I got up and walked to the door. Behind me, a rasping voice said, “Break America’s heart before it breaks yours.” I didn’t look back.
Chapter 32
True to her word, Trix was out in the car, and the engine was running. Since I was clearly not carrying a book, Trix was freaking out a little bit.
“Quit strolling and get in the fucking car!”
Two seconds after I got in, the car took off like a fighter plane. She’d obviously been talking to the driver, who was perspiring heavily.
“Mike, what happened? Are they going to do it?”
I took out my cell phone and dialed all those fives. Counted off two rings. And let it ring.
On the fifteenth ring, the chief of staff answered the phone. “I said two rings, McGill.”
“They don’t have the book.” I was forcing myself to speak slowly. “I have in my possession a receipt for the book, which I believe to be genuine.”
“Oh, you believe it, do you?”
“You hired me for my skills. Try listening.”
“…I think I liked you better before you started acting like you grew a pair, McGill.”

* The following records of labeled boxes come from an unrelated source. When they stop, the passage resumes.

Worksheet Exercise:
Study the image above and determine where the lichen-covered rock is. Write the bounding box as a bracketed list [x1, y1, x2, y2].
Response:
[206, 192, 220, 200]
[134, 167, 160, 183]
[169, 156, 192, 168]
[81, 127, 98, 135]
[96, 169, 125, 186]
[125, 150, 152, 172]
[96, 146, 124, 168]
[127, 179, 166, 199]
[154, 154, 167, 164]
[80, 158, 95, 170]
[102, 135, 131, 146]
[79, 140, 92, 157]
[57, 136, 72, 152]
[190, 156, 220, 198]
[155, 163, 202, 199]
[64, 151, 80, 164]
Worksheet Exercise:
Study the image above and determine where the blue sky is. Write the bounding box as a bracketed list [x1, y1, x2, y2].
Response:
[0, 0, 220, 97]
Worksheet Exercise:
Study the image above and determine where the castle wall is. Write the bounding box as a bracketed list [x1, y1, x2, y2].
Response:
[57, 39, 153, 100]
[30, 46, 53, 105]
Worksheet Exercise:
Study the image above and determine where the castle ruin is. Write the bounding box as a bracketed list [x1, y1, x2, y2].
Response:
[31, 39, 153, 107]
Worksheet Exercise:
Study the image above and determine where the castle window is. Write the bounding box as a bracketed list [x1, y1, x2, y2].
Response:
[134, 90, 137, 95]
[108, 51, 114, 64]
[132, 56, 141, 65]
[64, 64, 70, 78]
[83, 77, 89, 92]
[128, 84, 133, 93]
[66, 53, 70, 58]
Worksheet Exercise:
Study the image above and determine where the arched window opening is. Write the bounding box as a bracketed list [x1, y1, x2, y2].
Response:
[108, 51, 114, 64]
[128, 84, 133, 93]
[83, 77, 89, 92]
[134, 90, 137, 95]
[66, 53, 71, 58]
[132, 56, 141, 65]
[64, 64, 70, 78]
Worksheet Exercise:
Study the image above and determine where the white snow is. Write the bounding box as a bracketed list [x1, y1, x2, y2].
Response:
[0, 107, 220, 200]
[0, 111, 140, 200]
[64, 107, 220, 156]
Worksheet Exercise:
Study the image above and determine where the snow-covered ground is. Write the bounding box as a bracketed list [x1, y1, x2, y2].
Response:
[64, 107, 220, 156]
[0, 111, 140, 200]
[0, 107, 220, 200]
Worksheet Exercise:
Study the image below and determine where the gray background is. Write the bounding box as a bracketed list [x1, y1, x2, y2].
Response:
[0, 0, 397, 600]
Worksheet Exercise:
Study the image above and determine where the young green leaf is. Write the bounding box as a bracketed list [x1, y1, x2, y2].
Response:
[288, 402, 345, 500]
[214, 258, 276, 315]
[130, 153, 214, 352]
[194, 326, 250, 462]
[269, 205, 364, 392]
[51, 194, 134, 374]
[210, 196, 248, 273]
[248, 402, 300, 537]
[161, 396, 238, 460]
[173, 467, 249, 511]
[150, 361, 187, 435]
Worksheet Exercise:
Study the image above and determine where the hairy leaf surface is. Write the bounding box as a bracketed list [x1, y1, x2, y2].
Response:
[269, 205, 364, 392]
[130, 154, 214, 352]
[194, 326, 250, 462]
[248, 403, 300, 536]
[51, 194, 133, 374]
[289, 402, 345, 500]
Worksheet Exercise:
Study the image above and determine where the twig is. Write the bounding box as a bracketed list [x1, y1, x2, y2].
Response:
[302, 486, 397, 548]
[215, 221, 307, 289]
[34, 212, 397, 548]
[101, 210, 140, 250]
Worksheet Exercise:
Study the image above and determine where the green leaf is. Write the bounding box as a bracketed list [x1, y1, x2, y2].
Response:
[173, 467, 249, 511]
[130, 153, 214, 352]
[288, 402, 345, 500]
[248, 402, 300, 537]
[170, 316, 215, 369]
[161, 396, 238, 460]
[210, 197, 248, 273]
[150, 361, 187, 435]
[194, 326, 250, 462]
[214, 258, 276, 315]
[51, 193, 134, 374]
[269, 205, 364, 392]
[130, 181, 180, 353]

“Jeff Roanoke Jr. gave the book to a prostitute in exchange for her continued silence regarding services rendered for what I presume was an extended period of time. He’s also maintained enough sporadic surveillance on her to give a credible assurance that she remains in the location given on the receipt document. He was not in a position to lie convincingly to me.”